If you want to remove the stopword from just one sentence, list that sentence further.

Specify the part of speech to delete

If you want to specify the part of speech, specify it with the argument of test_choose_parts ().

Parameter name	Part of speech name
demonstrative	Demonstrative
pronoun	That's the word
symbol	symbol
verb	verb
one_character	One character
postpositional_particle	Particle
adjective	adjective
auxiliary_verb	Auxiliary verb
slothlib	slothlib words

It's like this. In this case, only the words recorded in slothlib are deleted.

    stopwordRemover.choose_parts(
        demonstrative=False,
        symbol=False,
        verb=False,
        one_character=False,
        postpositional_particle=False,
        slothlib=True,
        auxiliary_verb=False,
        adjective=False
    )

If you do not use test_choose_parts (), all part-speech words are erased by default. However, the default value of the argument of test_choose_parts () is False, so if you want to delete only the words recorded in slothlib, test_choose_parts (slothlib = True) Is OK.

When used in the scikit-learn pipeline

If you want to use it in the scikit-learn pipeline, please use the SKStopwordRemover class.

This is also simple to use, just register the instance in step.

    sKKStopwordRemover = SKStopwordRemover()

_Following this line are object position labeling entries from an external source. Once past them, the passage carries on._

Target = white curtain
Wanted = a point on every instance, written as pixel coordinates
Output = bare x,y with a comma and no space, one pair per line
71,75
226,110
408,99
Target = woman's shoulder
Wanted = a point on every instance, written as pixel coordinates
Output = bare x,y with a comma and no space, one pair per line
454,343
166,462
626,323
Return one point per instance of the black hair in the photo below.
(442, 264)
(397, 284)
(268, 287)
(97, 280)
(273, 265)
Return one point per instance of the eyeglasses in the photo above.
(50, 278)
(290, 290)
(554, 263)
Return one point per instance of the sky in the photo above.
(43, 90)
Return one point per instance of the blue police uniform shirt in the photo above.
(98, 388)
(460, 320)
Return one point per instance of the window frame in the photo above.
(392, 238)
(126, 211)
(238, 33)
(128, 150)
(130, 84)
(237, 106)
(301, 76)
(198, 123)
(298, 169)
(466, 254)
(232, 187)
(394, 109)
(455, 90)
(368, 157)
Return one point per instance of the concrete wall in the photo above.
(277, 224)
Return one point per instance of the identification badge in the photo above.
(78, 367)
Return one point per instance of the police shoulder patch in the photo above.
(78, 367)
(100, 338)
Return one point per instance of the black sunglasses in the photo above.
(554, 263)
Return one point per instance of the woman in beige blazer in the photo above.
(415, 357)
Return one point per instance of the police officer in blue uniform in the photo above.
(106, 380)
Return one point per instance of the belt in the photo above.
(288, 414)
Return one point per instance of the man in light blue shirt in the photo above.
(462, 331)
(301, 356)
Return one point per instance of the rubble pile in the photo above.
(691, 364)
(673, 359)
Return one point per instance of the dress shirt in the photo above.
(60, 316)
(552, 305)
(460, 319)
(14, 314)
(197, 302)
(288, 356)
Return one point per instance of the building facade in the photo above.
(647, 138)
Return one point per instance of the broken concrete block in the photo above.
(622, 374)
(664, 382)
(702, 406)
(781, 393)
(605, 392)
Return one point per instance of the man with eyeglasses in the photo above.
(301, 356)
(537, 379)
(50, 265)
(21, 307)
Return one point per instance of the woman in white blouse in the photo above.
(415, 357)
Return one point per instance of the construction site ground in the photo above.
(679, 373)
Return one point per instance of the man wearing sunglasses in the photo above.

    step = [("StopwordRemover", sKKStopwordRemover)]

    pipe = Pipeline(steps=step)

    pipe.fit(text_list)

    text_list_result = pipe.transform(text_list)

When specifying a part of speech, specify the part of speech that you do not want to delete in the argument when creating an instance SKStopwordRemover (one_character = False)

The default here is True, but the default is False because slothlib contains all part of speech (sorry for being confusing).

At the end

I think language and machine learning are very interesting, but learning isn't progressing.

Both public and private, I want to analyze and generate sentences with crunchy AI, but I'm only studying.